Non è tutto da buttare, sia chiaro, alcuni movimenti di macchina scuotono dai pisolini che possiamo schiacciare lungo le varie sequenze arcinote: lui non è più lo stesso, la polizia è ostile e ottusa, i litigi della coppia, la ricerca di materiale in biblioteca, la sortita di lei con l’amico nell’ultimo tentativo di salvare il salvabile, tutto già stravisto.
E, in più, Kitamura riesce a evitare, probabilmente grazie alla sua origine non-statunitense, le sacche più stupide e banali della poetica barkeriana ma casca comunque fra l’illogico e il prevedibile, filando veloce nello scaffale degli horror dimenticabili.
Come dicevo, bassissimo il livello dei collaboratori: anonimi e piatti Toby Yates al montaggio e Clark Hunter alle scenografie; improbabile e improponibile il duo Kobilke/Williamson all’insipida colonna sonora, svogliato (e con occhi e mente rivolti al 27 del mese) l’altrove decente Jonathan Sela alla fotografia.
Ma la menzione d’onore spetta agli effetti speciali, specie al reparto CGI, fra i peggiori visti negli ultimi anni, in grado di suscitare risa sia nello spettatore occasionale che nel fan più esperto.

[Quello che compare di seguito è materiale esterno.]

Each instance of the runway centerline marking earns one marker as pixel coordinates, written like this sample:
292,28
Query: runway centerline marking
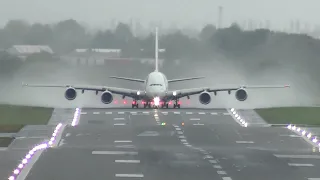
221,172
119,124
194,119
127,161
226,178
300,165
297,156
129,175
114,153
244,142
123,141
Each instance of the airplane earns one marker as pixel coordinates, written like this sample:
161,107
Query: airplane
156,92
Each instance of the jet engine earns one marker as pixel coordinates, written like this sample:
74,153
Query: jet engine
241,94
106,97
70,93
205,98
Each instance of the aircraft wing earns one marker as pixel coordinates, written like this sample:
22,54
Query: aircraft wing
192,91
128,79
114,90
184,79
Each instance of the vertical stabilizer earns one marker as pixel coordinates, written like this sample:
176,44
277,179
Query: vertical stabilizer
156,51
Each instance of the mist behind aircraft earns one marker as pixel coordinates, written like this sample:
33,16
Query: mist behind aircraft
98,13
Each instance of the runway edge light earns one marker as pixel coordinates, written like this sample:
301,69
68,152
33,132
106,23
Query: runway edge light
45,145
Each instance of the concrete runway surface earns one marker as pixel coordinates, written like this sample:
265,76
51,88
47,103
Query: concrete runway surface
132,144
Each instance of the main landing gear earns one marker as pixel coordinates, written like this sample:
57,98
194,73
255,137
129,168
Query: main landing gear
176,104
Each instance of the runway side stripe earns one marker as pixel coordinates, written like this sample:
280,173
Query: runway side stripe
114,152
129,175
301,165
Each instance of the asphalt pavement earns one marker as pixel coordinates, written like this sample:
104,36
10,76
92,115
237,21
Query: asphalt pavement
174,144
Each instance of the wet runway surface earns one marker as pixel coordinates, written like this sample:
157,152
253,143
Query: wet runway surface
174,144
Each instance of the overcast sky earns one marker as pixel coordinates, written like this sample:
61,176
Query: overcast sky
185,12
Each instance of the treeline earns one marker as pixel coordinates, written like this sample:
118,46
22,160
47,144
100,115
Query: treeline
259,48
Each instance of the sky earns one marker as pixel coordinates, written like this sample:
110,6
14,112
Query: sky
97,13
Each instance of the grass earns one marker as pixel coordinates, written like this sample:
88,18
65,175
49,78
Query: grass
5,141
13,118
291,115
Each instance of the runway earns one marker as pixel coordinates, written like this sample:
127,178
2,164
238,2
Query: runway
174,144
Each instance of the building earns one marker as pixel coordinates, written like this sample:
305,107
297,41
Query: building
91,56
23,51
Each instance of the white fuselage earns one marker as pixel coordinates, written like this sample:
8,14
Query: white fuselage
156,85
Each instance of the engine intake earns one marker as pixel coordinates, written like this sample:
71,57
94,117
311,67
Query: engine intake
205,98
106,97
241,94
70,93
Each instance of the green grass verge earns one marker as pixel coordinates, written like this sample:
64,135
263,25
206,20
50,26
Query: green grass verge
13,118
5,141
291,115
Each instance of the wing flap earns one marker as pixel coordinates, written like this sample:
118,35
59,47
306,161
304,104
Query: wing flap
184,79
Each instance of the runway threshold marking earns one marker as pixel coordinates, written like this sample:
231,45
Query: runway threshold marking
297,156
129,175
127,161
300,165
114,153
123,141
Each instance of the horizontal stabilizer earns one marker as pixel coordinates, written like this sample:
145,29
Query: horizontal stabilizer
128,79
184,79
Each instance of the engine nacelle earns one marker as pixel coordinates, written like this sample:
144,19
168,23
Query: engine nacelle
106,97
70,93
241,94
205,98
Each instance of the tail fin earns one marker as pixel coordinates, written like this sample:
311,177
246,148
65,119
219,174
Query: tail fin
156,51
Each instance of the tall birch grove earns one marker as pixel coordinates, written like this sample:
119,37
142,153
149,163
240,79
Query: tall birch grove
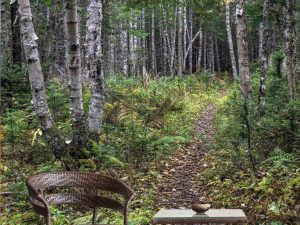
185,101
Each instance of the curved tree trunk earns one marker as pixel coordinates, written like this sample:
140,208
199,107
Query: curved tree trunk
230,43
39,97
74,69
242,44
180,48
264,57
29,38
15,36
94,59
198,67
290,47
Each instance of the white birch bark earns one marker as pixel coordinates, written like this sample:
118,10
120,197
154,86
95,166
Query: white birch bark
244,70
180,47
205,51
264,56
74,71
230,43
94,60
124,60
260,40
198,67
29,41
290,47
153,49
217,54
185,32
190,49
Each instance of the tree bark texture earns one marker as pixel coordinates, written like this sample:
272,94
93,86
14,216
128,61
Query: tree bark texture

Date un’occhiata a quelle macchie di sangue, agli occhi che volano via e ai buchi in testa e poi ditemi se si può tentare di suscitare nel pubblico qualche brivido che non sia collegato al terrore di morire dalle risate. Complimenti alle sette (sette, ripeto, sette) compagnie coinvolte, non riesco a credere che Furious FX e Gentle Giant abbiano partecipato a quest’orgia di bambole gonfiabili.
Prossima fermata: l'inferno: occasione sprecatissima.